Yes, indeed fieldname value is obsolete and we could just do it straight, something like:

“myplugin/channels/setupname/data/Math/module1/power1/7000;0;0;2000011”,numerator=100,denumerator=1,clock=asynchronous [value] [1549492316487504000]
76.000000 0
86.000000 1000
96.000000 2000
106.000000 3000
116.000000 4000 

So a fully expanded csv of this case would basically (without the tags and measurement name) look like this:

time,value
1549492316487504000,76.000000
1549492316487505000,86.000000
1549492316487506000,96.000000
1549492316487507000,106.000000
1549492316487508000,116.000000

Are we maybe any closer on terms of understanding?

#9

Yes, regarding only the timestamps, offsets would make the payload smaller. It would also, however, add more compute requirements to the storage engine. Design choice probably. It’s a good note to take back to our engineering/product team–thanks!

You can also use gzip to send data to Influx if payload size is really an issue: https://docs.influxdata.com/influxdb/v1.7/guides/writing_data/#configure-gzip-compression

#10

@Sam, when parsing string stream, the converting integer from character is way more expensive than the addition of two integers. One integer add operation is just negligible if we compare it to parsing long string (epoch time) instead of parsing shorter string (offset).

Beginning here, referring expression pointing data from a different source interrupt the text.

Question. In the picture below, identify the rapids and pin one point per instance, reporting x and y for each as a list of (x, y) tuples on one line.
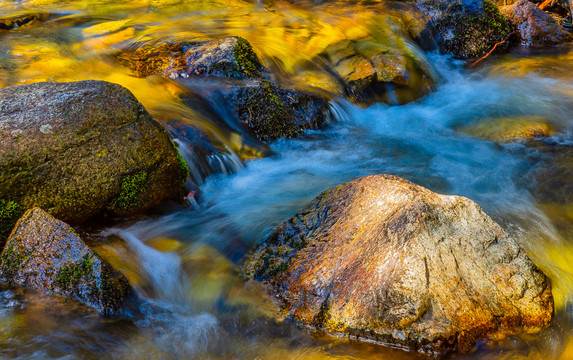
[(185, 261)]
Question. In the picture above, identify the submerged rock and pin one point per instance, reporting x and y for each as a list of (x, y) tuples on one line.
[(469, 29), (534, 27), (46, 254), (78, 149), (270, 112), (387, 260), (266, 110)]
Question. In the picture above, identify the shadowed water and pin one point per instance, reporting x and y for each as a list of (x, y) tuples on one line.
[(185, 264)]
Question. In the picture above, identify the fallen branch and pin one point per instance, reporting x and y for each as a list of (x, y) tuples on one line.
[(495, 46)]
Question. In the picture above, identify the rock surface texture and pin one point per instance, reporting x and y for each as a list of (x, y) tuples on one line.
[(266, 110), (46, 254), (385, 259), (78, 149), (534, 27), (469, 28), (230, 57)]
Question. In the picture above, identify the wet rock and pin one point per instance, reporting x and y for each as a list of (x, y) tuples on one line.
[(46, 254), (270, 112), (469, 29), (534, 27), (511, 129), (265, 109), (82, 148), (384, 259), (231, 57), (371, 71)]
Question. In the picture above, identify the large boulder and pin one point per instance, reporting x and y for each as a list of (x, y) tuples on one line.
[(384, 259), (231, 57), (511, 128), (78, 149), (468, 28), (371, 71), (46, 254), (534, 27), (265, 109)]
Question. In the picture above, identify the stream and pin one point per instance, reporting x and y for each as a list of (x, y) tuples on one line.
[(185, 261)]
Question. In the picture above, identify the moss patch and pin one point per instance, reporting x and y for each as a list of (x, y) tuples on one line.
[(10, 212), (131, 187), (265, 113), (473, 36), (68, 277), (246, 57), (11, 261)]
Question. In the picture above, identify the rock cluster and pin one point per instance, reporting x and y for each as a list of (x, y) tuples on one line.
[(384, 259)]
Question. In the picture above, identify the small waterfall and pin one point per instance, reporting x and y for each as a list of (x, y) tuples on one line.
[(163, 269), (217, 162), (194, 171)]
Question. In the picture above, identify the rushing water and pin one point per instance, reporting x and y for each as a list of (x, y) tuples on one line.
[(185, 263)]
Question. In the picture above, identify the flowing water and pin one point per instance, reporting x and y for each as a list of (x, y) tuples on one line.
[(184, 262)]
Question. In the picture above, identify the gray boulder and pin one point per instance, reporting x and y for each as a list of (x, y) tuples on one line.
[(387, 260), (82, 148), (46, 254)]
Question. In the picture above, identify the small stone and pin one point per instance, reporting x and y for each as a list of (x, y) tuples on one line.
[(535, 27)]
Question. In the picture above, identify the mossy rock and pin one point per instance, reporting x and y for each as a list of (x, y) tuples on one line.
[(468, 29), (230, 57), (269, 112), (83, 148), (534, 27), (371, 71), (10, 212), (46, 254)]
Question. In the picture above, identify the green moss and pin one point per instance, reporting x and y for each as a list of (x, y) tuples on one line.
[(131, 187), (265, 112), (475, 35), (10, 212), (11, 261), (183, 168), (276, 269), (246, 57), (68, 277)]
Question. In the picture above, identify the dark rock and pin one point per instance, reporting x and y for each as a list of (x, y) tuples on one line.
[(384, 259), (269, 112), (18, 21), (534, 27), (230, 57), (78, 149), (265, 109), (46, 254), (373, 72), (469, 29)]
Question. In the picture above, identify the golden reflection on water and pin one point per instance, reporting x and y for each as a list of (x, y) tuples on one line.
[(76, 40)]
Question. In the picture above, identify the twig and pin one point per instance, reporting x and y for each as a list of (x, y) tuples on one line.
[(495, 46)]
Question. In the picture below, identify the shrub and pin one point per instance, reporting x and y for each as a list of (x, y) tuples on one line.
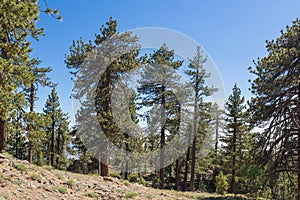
[(142, 181), (114, 175), (133, 177), (71, 183), (91, 194), (126, 183), (21, 167), (221, 183), (62, 190), (35, 177), (130, 195), (47, 167)]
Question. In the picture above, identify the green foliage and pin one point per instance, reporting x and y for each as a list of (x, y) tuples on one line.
[(35, 177), (275, 107), (133, 177), (91, 195), (221, 183), (47, 167), (58, 134), (130, 195), (62, 190), (71, 183), (21, 167), (122, 62), (236, 146), (114, 174)]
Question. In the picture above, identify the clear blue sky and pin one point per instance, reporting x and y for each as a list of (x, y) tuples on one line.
[(232, 32)]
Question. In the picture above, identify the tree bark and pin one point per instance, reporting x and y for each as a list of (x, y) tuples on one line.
[(162, 140), (104, 164), (233, 172), (177, 175), (217, 132), (192, 182), (32, 90), (298, 161), (187, 162), (127, 161), (52, 143)]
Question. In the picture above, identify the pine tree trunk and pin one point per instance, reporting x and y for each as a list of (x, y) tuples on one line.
[(104, 164), (298, 162), (192, 182), (217, 132), (58, 151), (3, 135), (195, 122), (187, 162), (177, 175), (233, 172), (52, 143), (162, 140), (298, 171), (32, 89), (127, 161)]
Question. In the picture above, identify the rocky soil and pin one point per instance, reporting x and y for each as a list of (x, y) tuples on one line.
[(21, 180)]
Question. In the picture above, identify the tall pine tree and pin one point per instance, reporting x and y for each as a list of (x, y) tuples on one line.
[(235, 134), (276, 105), (158, 79)]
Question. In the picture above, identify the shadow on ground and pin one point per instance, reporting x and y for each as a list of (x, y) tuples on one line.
[(222, 198)]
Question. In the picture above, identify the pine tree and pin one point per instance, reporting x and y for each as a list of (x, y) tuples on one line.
[(35, 120), (276, 105), (235, 134), (158, 79), (58, 135), (198, 76), (124, 62), (14, 57)]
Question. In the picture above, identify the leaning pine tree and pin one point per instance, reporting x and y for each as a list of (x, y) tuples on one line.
[(276, 104), (158, 79)]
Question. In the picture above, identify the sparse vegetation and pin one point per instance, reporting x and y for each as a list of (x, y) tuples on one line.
[(71, 183), (130, 195), (21, 167), (35, 177), (91, 194), (62, 190)]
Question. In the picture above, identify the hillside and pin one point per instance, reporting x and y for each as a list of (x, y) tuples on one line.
[(21, 180)]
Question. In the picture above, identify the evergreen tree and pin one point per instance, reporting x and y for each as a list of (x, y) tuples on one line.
[(235, 134), (124, 62), (276, 105), (158, 79), (58, 135), (35, 121), (17, 22), (198, 76)]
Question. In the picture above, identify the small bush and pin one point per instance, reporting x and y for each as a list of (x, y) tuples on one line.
[(62, 190), (133, 178), (59, 176), (91, 194), (221, 183), (130, 195), (71, 183), (114, 175), (126, 183), (142, 181), (21, 167), (47, 167)]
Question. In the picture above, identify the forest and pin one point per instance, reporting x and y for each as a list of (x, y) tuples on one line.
[(248, 147)]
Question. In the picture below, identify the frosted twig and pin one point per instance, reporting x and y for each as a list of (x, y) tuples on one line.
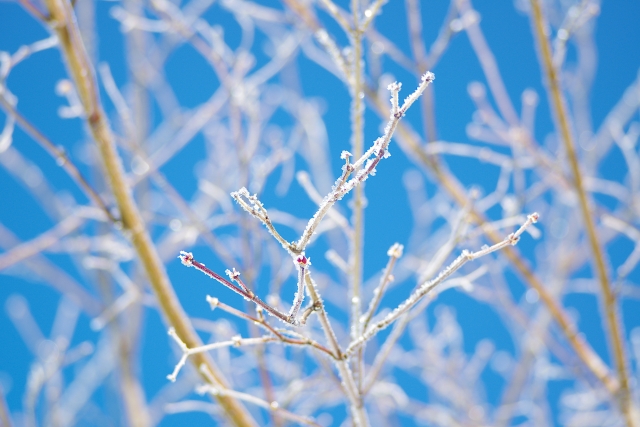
[(252, 205), (348, 383), (394, 253), (302, 262), (379, 149), (283, 335), (236, 341), (187, 259), (428, 286), (273, 406)]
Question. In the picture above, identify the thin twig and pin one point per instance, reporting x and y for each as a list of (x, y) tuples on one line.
[(609, 297), (429, 285), (64, 23)]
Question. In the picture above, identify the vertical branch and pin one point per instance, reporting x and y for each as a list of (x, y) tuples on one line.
[(63, 22), (562, 122), (351, 390), (357, 138)]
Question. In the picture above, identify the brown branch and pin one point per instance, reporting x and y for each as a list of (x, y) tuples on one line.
[(63, 22), (562, 122)]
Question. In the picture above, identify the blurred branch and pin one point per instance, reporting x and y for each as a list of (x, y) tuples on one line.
[(409, 141), (80, 68), (562, 122), (58, 154)]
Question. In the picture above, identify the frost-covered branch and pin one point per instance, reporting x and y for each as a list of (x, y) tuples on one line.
[(365, 166), (428, 286), (302, 263)]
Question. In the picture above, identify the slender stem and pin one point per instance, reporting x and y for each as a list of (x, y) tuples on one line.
[(188, 260), (348, 384), (609, 297), (63, 22), (58, 154), (453, 187), (357, 141), (394, 253), (426, 287)]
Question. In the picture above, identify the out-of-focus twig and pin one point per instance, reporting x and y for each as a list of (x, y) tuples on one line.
[(63, 22), (609, 298)]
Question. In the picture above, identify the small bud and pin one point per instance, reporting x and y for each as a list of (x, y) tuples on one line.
[(303, 261), (186, 258)]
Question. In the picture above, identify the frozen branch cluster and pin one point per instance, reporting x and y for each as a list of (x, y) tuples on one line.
[(502, 237)]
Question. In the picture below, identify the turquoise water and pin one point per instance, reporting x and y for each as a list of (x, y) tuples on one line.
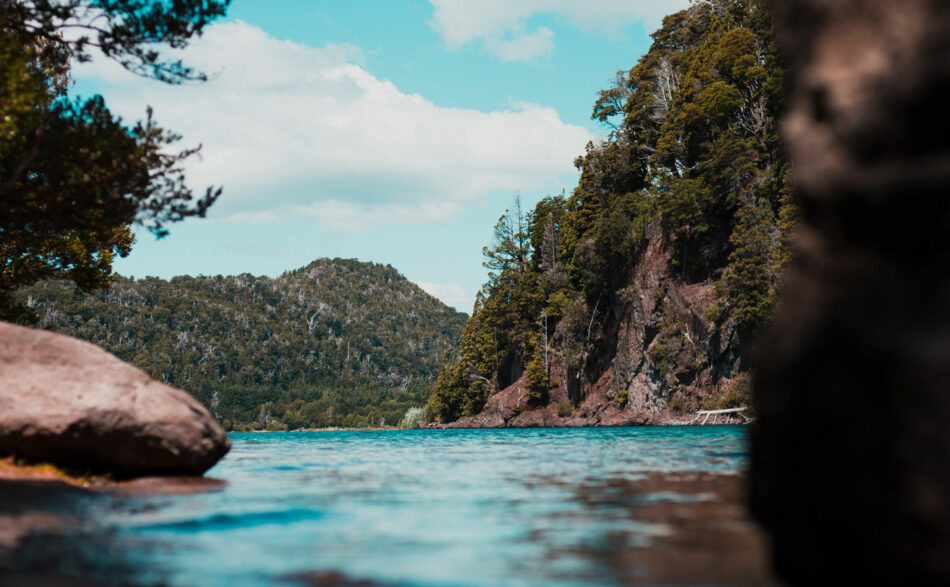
[(465, 507)]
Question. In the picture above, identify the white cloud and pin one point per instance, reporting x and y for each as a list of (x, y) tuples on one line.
[(291, 129), (451, 294), (523, 47), (501, 24)]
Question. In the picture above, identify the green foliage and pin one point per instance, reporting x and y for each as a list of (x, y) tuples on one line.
[(536, 378), (693, 151), (73, 177), (335, 343), (737, 393)]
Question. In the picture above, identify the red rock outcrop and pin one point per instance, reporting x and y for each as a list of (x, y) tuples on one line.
[(661, 352), (70, 403)]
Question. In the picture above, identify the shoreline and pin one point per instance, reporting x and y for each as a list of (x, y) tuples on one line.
[(449, 426)]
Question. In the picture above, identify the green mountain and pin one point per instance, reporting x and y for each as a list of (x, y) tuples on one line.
[(336, 343), (640, 293)]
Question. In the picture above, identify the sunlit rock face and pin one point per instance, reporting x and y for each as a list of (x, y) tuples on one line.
[(69, 402), (851, 450)]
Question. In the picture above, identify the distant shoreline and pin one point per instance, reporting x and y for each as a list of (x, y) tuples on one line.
[(447, 427)]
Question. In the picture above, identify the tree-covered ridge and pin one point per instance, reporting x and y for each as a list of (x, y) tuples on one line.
[(693, 153), (328, 344)]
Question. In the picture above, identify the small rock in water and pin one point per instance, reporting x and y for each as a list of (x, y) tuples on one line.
[(71, 403)]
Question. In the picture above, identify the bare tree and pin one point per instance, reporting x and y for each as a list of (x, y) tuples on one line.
[(666, 82)]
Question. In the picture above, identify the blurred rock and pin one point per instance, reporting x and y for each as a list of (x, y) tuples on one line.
[(70, 403), (850, 468)]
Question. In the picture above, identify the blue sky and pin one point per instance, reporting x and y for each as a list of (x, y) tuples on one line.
[(389, 131)]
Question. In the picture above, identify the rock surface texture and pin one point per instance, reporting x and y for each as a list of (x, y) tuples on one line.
[(850, 467), (657, 348), (69, 402)]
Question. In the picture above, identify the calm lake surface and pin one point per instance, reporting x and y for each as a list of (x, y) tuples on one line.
[(427, 507)]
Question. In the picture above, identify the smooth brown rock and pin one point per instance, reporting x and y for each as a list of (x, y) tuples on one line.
[(850, 462), (71, 403)]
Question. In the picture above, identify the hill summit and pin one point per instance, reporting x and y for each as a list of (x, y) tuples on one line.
[(338, 342)]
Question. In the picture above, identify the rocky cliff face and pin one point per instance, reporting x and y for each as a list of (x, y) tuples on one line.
[(663, 353)]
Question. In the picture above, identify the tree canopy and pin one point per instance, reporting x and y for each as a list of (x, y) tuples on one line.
[(73, 177), (335, 343), (692, 149)]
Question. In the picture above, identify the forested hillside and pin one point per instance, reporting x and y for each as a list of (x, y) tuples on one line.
[(335, 343), (641, 291)]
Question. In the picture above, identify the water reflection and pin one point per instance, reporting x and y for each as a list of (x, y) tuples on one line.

And gzip is just substantially more expensive operation and also serves another purpose (doesn’t make internal operations smarter).

Curently we need to repeat (long) measurement name and the tags all over again for every single measurement point. Imagine, how much processing power you could save on the engine, if you know that the next line of data belongs to same location [tags x measurement] as the previous line of data, because it was already defined by batch header. There is simply no same repeating characters that need to be parsed on every single data point.

Also on the client side the rendering of such payload saves enormous processing power.
And performance of entire system can be pushed further up.

So, if we could put batch data commons (like measurement name, tags, starting time, or even sample rate…) in the batch header (see my examples) that would enable massive savings on all parties. So please consider with you engineering team all the suggestions I posted. Remark those are just pseudo mocks and I’m aware they have to be refined to produce well thought orthogonal and generic solution.

If you have any further questions or need any further advice/help, please let me know. Thanks for listening and all your help.